Date Published: June 20, 2019
Publisher: Public Library of Science
Author(s): Ellen H. Koo, William J. Feuer, Richard K. Forster, Yan Li.
To compare the amount of myopia induced by same-size donor-to-host penetrating keratoplasty with that of the amount of myopia induced by over-sized donor-to-host penetrating keratoplasty.
Tertiary referral academic center.
Retrospective cohort study.
Charts from patients who underwent penetrating keratoplasty by the same technique at Bascom Palmer Eye Institute between Nov 1, 2002, and January 1, 2006, were reviewed. The patients underwent optical penetrating keratoplasty using 12 interrupted 10–0 nylon sutures and a 12-bite continuous 10–0 nylon suture by a single surgeon (R.K.F.). The surgical technique used would be considered standard of care at most institutions. The Institutional Review Board, University of Miami Human Subjects Research Office, approved the study protocol. The donor graft was over-sized by 0.25mm in eyes when the intended final refractive target was greater than -1.00 diopters spherical equivalent (SE). The same-size donor graft was used when the intended final refractive target was less than -1.00 diopters SE. The selection of donor graft size was entirely based upon clinical parameters, meaning that the intended final refractive target was determined per each patient’s fellow eye refraction, with the intention of reducing anisometropia. All patients received postoperative refraction and corneal topography. These measurements were performed at 6–8 weeks when the initial removal of sutures commenced, then at 6 months, then after completion of selective suture removal, then again at 12 months.
At 12 months, the over-sized group resulted in -1.35 diopters (SD = 2.25) SE of refraction, and the same-size group resulted in -0.14 diopters (SD = 2.42) SE. This approached statistical significance (p = 0.052) in comparison to -1.00 diopters spherical equivalent.

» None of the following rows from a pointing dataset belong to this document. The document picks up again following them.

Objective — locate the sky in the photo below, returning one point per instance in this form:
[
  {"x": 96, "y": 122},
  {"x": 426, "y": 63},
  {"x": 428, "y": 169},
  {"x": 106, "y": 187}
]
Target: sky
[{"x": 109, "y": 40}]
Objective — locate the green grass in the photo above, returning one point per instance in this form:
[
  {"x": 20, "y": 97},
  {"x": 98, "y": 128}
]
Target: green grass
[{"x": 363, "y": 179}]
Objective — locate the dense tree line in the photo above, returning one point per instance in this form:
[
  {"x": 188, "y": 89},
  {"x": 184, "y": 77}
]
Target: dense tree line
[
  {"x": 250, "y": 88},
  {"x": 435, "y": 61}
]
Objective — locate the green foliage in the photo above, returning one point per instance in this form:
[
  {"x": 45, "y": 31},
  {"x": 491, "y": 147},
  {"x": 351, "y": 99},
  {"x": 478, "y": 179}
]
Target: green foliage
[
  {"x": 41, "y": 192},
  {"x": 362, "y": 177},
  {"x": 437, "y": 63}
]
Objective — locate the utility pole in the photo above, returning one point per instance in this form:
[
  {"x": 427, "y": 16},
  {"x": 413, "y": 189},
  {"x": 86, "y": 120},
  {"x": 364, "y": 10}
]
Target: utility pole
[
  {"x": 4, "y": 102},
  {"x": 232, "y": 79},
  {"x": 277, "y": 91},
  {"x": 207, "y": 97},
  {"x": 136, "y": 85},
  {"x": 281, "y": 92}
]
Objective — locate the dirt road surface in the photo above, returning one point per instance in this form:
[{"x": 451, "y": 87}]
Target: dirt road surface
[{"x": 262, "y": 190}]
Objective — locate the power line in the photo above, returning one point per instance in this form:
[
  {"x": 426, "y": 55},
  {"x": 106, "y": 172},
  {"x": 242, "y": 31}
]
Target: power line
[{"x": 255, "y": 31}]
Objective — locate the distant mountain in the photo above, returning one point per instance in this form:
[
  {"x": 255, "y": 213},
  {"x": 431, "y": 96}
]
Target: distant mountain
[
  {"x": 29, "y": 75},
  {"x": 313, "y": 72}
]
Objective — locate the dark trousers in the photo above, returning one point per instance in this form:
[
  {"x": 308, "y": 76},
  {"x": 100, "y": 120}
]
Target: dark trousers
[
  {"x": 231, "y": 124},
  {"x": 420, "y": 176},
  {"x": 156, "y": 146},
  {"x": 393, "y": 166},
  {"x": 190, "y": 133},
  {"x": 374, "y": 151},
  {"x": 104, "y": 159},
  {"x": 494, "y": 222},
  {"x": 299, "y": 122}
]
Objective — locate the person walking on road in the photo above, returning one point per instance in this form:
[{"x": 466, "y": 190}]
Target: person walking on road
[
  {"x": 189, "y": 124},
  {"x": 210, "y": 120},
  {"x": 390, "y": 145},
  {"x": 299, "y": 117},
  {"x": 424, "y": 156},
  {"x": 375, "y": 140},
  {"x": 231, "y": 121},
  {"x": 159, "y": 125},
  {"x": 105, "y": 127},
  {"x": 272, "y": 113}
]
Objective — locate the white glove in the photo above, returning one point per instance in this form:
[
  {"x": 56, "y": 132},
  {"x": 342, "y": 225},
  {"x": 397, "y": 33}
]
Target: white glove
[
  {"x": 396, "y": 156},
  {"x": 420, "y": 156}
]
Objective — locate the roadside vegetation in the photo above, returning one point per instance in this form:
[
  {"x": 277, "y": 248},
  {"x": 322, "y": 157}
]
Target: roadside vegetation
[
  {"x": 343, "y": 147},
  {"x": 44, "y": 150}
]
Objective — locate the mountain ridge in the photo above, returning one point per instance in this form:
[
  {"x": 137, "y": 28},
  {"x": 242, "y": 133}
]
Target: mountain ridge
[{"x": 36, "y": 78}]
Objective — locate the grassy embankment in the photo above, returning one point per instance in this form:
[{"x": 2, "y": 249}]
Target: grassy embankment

Using a donor graft that is over-sized by 0.25mm results in refraction of -1.00 diopters SE or more of myopia. Using a same-size donor-graft results in refraction of less than -1.00 diopters SE. Therefore, careful graft-size selection can result in a more favorable clinical outcome—namely, reduction in anisometropia—in patients undergoing penetrating keratoplasty.
One of the biggest challenges after penetrating keratoplasty (PKP) is the management of the patient’s refractive outcome. To this date, the refractive outcome after PKP still remains variable, even though graft survival rate 3–5 years following penetrating keratoplasty has reached 90%[1–3]. The lack of predictability is a challenge both for clinician and the patient, as a reasonable refractive outcome translates into meaningful vision for the patient.
Penetrating keratoplasty (PKP) continues to play an important role in visual rehabilitation for patients with corneal opacities. However, a clear cornea is usually insufficient for meaningful visual functioning for the patient. The refractive outcomes—which include myopia, astigmatism and anisometropia—need to be optimized in order to maximize visual functioning. Unwanted extremes in refractive outcomes after penetrating keratoplasty continue to be a challenge in visual rehabilitation after penetrating keratoplasty. Anisometropia needs to be minimized to allow for successful binocular visual functioning for the patient after penetrating keratoplasty.